Visual inspection is performed as close as possible to the step generating the defect and the defects detected are typically corrected on the spot. The problem is that it is very inefficient: it can only catch 60% of the defects. In this example this means that out of the total 0.32 DPUs only 0.192 will be caught and corrected, therefore 0.128 will escape.
ICT uses a bed of nails to contact many points in the board and is able to test the functionality of some components. If the test coverage is 80%, 0.102 DPU will be caught in ICT and corrected and therefore 0.026 will escape.
Finally the functional test has a high test coverage but the test is not able to pinpoint where the defect is, therefore faulty boards need to be analysed and repaired by an expert through a lengthy process.
The proportion of boards that will need to be reworked as a result of visual inspection is 17%. This will require additional resources and skills.

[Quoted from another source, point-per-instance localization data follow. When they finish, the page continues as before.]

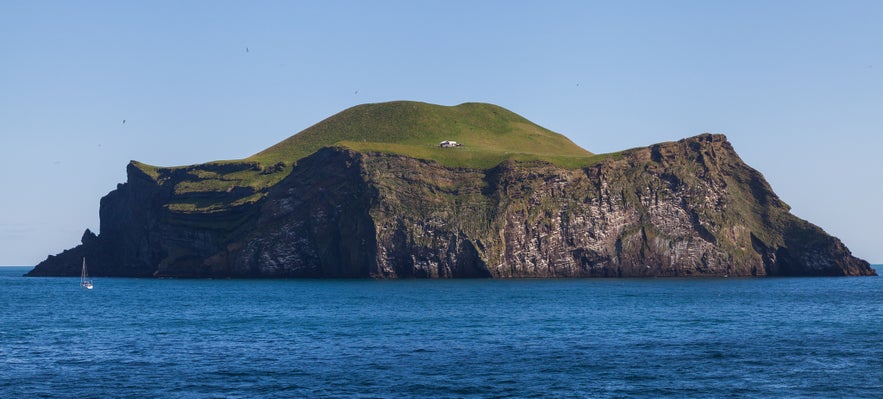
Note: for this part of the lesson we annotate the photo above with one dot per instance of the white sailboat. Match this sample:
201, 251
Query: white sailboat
87, 284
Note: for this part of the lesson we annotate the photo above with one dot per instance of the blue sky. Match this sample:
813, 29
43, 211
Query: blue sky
797, 87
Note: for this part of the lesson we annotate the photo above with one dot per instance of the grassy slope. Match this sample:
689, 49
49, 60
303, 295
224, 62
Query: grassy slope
489, 134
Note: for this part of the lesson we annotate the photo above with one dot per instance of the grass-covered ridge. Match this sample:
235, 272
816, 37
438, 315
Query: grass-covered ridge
489, 134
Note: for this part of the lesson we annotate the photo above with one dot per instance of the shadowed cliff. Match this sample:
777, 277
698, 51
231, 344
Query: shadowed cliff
326, 204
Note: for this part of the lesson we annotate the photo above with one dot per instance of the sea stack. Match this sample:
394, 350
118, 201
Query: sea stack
371, 193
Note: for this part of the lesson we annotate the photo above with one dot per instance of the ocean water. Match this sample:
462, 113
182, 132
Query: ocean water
604, 338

In the case of ICT and functional test 12% of boards will require rework and this may require a higher level of skills and it will take longer to identify and correct these defects.
At the end of this process we have 0.001 DPU going to the customer which means 1280 faulty boards out of every million.
This is obviously unacceptable so we can start looking at the main contributors to defects and the main escapes of our detection and correction.
We can look at different improvement alternatives with this simulator and estimate the effect on the final ppms going to the customer.
PTH insertion, being a manual operation, is the main contributor to defects. We can look at ways to add some Poka-Yokes (defect proof devices) or look at ways to automate. Suppose we are able the reduce the PTH insertion DPMO from 1500 to 500 the result would be a reduction of output to 1120 ppm.
If we can further improve visual inspection coverage by automation to 80% them it would go down to 560 ppm.
If we redesign the board to eliminate all PTH components and convert them to SMT we would further reduce it to 384 ppm.
In this simulator Process DPMOs come from measuring our current processes. Theoretically they should be Product independent but in actual fact they are not: some designs produce more manufacturing defects than others and the process parameters for some products may not be optimized.
This simulation helps us focus on the main contributors of defects and defect escapes from our tests. In this way we can identify who has to do what in order to improve the process.